Sexism and racism are great ways to avoid reading, I recommend both if you want to read as little as possible. Of course you can also call some a hack in case your main strategies don't work. Example: "Aristotle is a hack". Have a great day not reading, fellow /lit/ poster.

>> No.11291699

>>11291665
are you just asexual or what?

>> No.11291706

>>11291699
I have clearly defined values and an unusually strong will.

>> No.11291745

>>11291254
>White Teeth by Zadie Smith
I need to finally read this but every time I pick it up i’m reminded of the page count. Never seems good enough.

>> No.11291758

>>11289783
What a trip this book is. A tad too long, maybe, but she’s a great stylist. I read the first half in english and the second in french... interesting experience (needed a break halfway through).

>> No.11291875

Memoirs of Hadrian.

It’s one of the greatest books I have ever read, and I have read a lot. It’s a perfect work of art, a diamond sculpted with words.

>> No.11291898

>>11291523
I wear their clothes, take their thoughts as seriously as anyone's, read their books, and enjoy talking to them, listening to them, boning them, and watching them.

>> No.11291902

>>11291706
and what, like three swords?

>> No.11292119

>>11291758
I assume you're talking about Malina, since Children of the Dead hasn't been translated into English yet.
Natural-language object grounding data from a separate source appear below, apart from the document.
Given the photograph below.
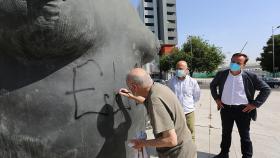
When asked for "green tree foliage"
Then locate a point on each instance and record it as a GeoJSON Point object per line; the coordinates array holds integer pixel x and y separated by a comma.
{"type": "Point", "coordinates": [199, 54]}
{"type": "Point", "coordinates": [266, 59]}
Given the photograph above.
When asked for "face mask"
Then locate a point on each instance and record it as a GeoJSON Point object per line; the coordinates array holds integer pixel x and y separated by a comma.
{"type": "Point", "coordinates": [234, 67]}
{"type": "Point", "coordinates": [180, 73]}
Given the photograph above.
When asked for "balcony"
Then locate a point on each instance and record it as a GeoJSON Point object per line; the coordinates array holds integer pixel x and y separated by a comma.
{"type": "Point", "coordinates": [171, 25]}
{"type": "Point", "coordinates": [171, 17]}
{"type": "Point", "coordinates": [148, 5]}
{"type": "Point", "coordinates": [148, 12]}
{"type": "Point", "coordinates": [172, 34]}
{"type": "Point", "coordinates": [149, 20]}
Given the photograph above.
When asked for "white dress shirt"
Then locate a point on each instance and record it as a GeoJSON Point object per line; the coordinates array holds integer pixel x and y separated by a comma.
{"type": "Point", "coordinates": [234, 91]}
{"type": "Point", "coordinates": [187, 91]}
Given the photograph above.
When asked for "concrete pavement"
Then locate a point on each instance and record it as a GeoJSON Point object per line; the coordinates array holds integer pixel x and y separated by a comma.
{"type": "Point", "coordinates": [265, 133]}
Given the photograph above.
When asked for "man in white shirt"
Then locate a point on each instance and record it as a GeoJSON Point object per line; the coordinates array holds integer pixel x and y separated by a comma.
{"type": "Point", "coordinates": [187, 91]}
{"type": "Point", "coordinates": [235, 98]}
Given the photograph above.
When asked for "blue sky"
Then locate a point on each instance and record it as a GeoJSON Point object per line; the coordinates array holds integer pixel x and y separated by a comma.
{"type": "Point", "coordinates": [228, 23]}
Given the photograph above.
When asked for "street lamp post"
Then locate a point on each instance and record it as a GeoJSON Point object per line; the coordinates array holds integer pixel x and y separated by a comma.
{"type": "Point", "coordinates": [273, 62]}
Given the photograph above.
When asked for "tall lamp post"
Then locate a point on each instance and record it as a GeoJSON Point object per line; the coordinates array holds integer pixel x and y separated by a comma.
{"type": "Point", "coordinates": [273, 61]}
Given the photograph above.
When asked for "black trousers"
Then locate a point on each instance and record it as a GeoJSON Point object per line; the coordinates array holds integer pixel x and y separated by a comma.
{"type": "Point", "coordinates": [229, 115]}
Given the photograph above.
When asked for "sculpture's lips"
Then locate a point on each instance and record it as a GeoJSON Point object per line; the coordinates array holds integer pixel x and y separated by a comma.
{"type": "Point", "coordinates": [51, 10]}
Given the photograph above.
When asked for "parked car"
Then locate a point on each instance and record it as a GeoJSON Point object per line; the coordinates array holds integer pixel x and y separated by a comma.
{"type": "Point", "coordinates": [272, 82]}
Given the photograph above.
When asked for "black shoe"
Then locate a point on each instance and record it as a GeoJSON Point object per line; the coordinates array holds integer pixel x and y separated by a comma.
{"type": "Point", "coordinates": [221, 155]}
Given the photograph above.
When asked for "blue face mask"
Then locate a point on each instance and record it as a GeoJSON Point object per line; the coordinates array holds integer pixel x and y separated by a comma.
{"type": "Point", "coordinates": [234, 67]}
{"type": "Point", "coordinates": [180, 73]}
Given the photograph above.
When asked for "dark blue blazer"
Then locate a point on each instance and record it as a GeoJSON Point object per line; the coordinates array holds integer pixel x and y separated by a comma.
{"type": "Point", "coordinates": [251, 83]}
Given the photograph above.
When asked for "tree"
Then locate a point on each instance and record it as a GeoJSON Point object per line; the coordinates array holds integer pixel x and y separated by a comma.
{"type": "Point", "coordinates": [198, 53]}
{"type": "Point", "coordinates": [266, 59]}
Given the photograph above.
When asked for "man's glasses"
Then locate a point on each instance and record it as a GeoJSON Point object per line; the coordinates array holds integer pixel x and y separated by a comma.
{"type": "Point", "coordinates": [236, 62]}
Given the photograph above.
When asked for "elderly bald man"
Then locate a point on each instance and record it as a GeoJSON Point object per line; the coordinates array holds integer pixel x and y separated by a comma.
{"type": "Point", "coordinates": [188, 92]}
{"type": "Point", "coordinates": [172, 137]}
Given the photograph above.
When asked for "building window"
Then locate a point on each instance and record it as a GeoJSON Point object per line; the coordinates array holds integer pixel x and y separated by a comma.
{"type": "Point", "coordinates": [170, 4]}
{"type": "Point", "coordinates": [149, 8]}
{"type": "Point", "coordinates": [149, 24]}
{"type": "Point", "coordinates": [171, 38]}
{"type": "Point", "coordinates": [170, 13]}
{"type": "Point", "coordinates": [171, 29]}
{"type": "Point", "coordinates": [149, 16]}
{"type": "Point", "coordinates": [171, 21]}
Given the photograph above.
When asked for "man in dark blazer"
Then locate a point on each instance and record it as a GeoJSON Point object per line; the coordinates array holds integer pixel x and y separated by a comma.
{"type": "Point", "coordinates": [235, 99]}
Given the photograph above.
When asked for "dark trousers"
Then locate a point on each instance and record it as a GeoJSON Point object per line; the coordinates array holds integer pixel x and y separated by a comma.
{"type": "Point", "coordinates": [229, 115]}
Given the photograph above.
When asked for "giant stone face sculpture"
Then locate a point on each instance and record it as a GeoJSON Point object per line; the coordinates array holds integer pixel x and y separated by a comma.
{"type": "Point", "coordinates": [61, 63]}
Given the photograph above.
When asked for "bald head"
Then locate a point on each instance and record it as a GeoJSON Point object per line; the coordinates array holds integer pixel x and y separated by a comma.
{"type": "Point", "coordinates": [182, 65]}
{"type": "Point", "coordinates": [139, 77]}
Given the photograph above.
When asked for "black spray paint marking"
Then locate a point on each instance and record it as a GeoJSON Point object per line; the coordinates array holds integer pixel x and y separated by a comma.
{"type": "Point", "coordinates": [106, 96]}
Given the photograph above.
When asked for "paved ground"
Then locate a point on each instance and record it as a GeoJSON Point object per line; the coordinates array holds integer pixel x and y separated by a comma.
{"type": "Point", "coordinates": [265, 132]}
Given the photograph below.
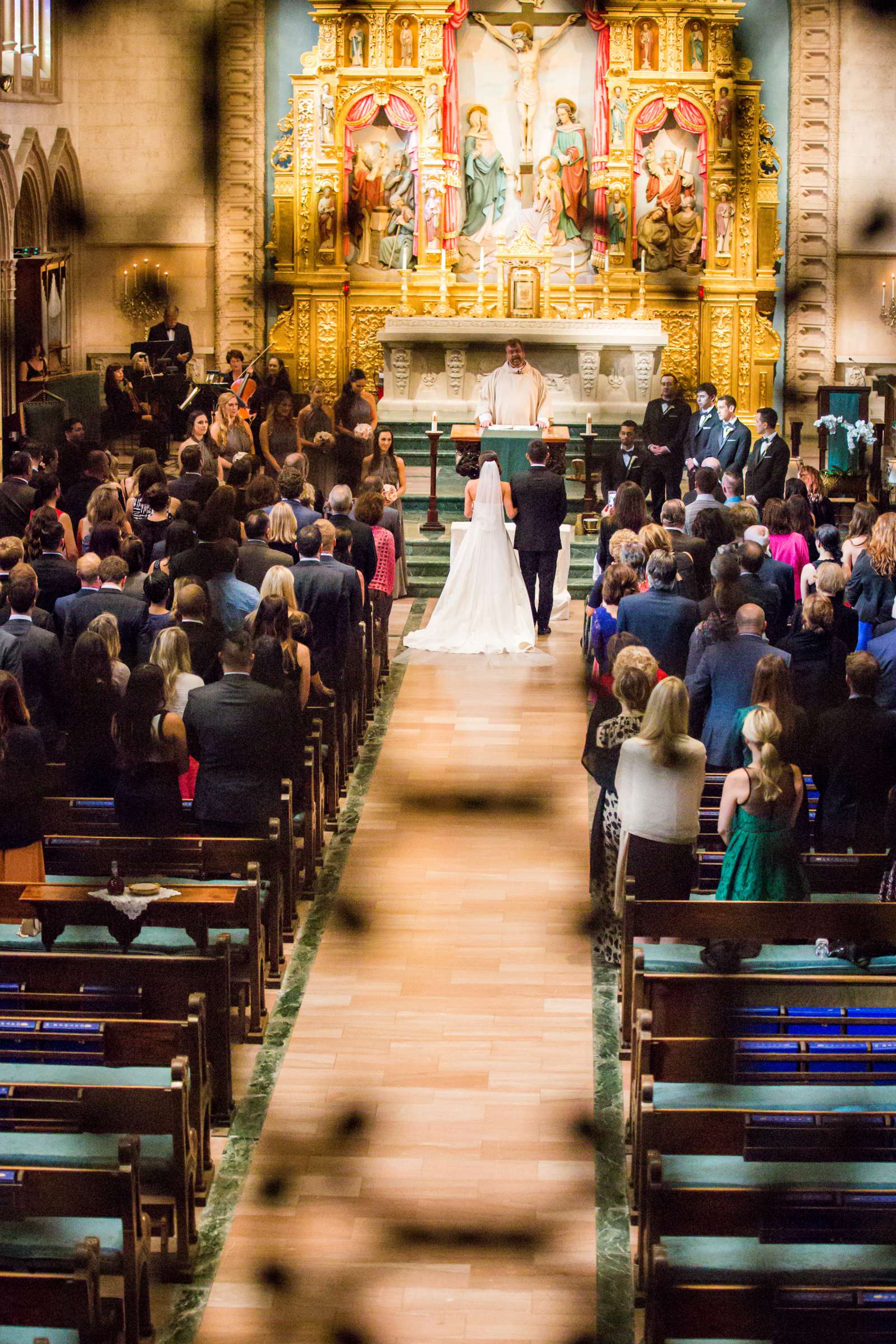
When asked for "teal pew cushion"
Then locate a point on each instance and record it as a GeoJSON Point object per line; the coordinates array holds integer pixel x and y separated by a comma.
{"type": "Point", "coordinates": [773, 1097]}
{"type": "Point", "coordinates": [93, 1151]}
{"type": "Point", "coordinates": [734, 1173]}
{"type": "Point", "coordinates": [43, 1240]}
{"type": "Point", "coordinates": [738, 1260]}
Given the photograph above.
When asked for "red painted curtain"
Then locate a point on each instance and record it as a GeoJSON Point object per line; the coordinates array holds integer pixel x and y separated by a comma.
{"type": "Point", "coordinates": [601, 151]}
{"type": "Point", "coordinates": [450, 129]}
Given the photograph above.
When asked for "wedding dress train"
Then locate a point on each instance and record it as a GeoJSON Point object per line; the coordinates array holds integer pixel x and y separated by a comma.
{"type": "Point", "coordinates": [484, 606]}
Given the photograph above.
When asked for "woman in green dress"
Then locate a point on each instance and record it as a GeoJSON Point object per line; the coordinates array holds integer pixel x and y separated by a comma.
{"type": "Point", "coordinates": [757, 815]}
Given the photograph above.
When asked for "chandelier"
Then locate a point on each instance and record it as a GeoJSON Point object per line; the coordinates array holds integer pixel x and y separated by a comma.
{"type": "Point", "coordinates": [888, 315]}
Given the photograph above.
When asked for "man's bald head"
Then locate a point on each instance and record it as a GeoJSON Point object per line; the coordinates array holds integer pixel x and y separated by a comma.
{"type": "Point", "coordinates": [752, 619]}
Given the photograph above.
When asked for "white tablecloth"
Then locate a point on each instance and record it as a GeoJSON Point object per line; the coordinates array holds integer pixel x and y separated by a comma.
{"type": "Point", "coordinates": [561, 610]}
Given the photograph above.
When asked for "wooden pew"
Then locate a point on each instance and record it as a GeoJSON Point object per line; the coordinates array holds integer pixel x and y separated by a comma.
{"type": "Point", "coordinates": [69, 1124]}
{"type": "Point", "coordinates": [117, 1042]}
{"type": "Point", "coordinates": [83, 1195]}
{"type": "Point", "coordinates": [763, 921]}
{"type": "Point", "coordinates": [137, 986]}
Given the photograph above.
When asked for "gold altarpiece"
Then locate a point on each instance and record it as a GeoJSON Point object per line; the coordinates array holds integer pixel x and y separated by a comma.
{"type": "Point", "coordinates": [718, 320]}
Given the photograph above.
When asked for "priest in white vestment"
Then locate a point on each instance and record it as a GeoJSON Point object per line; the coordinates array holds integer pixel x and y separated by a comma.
{"type": "Point", "coordinates": [515, 394]}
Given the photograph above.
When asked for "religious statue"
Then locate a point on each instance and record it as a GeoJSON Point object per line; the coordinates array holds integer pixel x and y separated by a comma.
{"type": "Point", "coordinates": [327, 220]}
{"type": "Point", "coordinates": [435, 116]}
{"type": "Point", "coordinates": [668, 180]}
{"type": "Point", "coordinates": [687, 232]}
{"type": "Point", "coordinates": [527, 52]}
{"type": "Point", "coordinates": [725, 225]}
{"type": "Point", "coordinates": [328, 116]}
{"type": "Point", "coordinates": [647, 46]}
{"type": "Point", "coordinates": [617, 222]}
{"type": "Point", "coordinates": [548, 197]}
{"type": "Point", "coordinates": [406, 44]}
{"type": "Point", "coordinates": [484, 175]}
{"type": "Point", "coordinates": [432, 218]}
{"type": "Point", "coordinates": [655, 237]}
{"type": "Point", "coordinates": [356, 44]}
{"type": "Point", "coordinates": [396, 248]}
{"type": "Point", "coordinates": [366, 193]}
{"type": "Point", "coordinates": [618, 118]}
{"type": "Point", "coordinates": [571, 151]}
{"type": "Point", "coordinates": [725, 113]}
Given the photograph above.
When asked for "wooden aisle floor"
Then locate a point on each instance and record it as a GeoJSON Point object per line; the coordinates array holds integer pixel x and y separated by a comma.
{"type": "Point", "coordinates": [460, 1026]}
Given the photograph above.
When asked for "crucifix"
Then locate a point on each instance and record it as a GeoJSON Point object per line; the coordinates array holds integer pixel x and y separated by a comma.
{"type": "Point", "coordinates": [527, 50]}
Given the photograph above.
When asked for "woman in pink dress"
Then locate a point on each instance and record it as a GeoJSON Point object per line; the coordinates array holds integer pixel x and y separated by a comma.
{"type": "Point", "coordinates": [786, 546]}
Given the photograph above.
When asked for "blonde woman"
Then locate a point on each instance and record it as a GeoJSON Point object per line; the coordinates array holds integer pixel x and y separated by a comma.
{"type": "Point", "coordinates": [872, 585]}
{"type": "Point", "coordinates": [660, 783]}
{"type": "Point", "coordinates": [227, 431]}
{"type": "Point", "coordinates": [759, 805]}
{"type": "Point", "coordinates": [282, 531]}
{"type": "Point", "coordinates": [632, 686]}
{"type": "Point", "coordinates": [106, 627]}
{"type": "Point", "coordinates": [171, 654]}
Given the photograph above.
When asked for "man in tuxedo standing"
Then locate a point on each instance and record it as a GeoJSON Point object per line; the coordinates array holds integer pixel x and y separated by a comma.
{"type": "Point", "coordinates": [730, 438]}
{"type": "Point", "coordinates": [665, 425]}
{"type": "Point", "coordinates": [627, 463]}
{"type": "Point", "coordinates": [700, 429]}
{"type": "Point", "coordinates": [540, 502]}
{"type": "Point", "coordinates": [769, 461]}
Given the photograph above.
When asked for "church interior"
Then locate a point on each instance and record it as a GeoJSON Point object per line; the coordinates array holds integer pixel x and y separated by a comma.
{"type": "Point", "coordinates": [398, 1066]}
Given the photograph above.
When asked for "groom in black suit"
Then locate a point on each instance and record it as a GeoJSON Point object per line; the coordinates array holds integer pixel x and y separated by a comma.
{"type": "Point", "coordinates": [540, 503]}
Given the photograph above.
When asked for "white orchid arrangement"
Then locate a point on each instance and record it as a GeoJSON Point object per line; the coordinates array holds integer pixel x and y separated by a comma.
{"type": "Point", "coordinates": [857, 433]}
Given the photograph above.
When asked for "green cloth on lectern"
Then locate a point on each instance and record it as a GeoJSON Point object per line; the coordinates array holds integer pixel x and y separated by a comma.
{"type": "Point", "coordinates": [511, 447]}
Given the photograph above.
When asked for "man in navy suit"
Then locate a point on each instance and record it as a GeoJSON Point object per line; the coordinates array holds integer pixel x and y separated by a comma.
{"type": "Point", "coordinates": [660, 619]}
{"type": "Point", "coordinates": [540, 502]}
{"type": "Point", "coordinates": [723, 684]}
{"type": "Point", "coordinates": [730, 437]}
{"type": "Point", "coordinates": [702, 428]}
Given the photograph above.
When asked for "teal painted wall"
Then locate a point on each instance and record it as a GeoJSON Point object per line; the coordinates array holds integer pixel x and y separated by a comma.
{"type": "Point", "coordinates": [763, 35]}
Yeah, it's a trip. I don't know if I would say it drags on, and I have a hard time finding a real flaw with it, it just didn't impress me in the way a real great book does. Still, I liked the bits in the first part where they go to the zoo, gives you an anchor in the narrator's deranged headlife. And the second part with the father-dreams. Made me feel claustrophobic like no other book.

>> No.11292302

>>11291745
Once you get through the first hundred pages or so and get familiar with all the characters and how they're related, it goes super quick.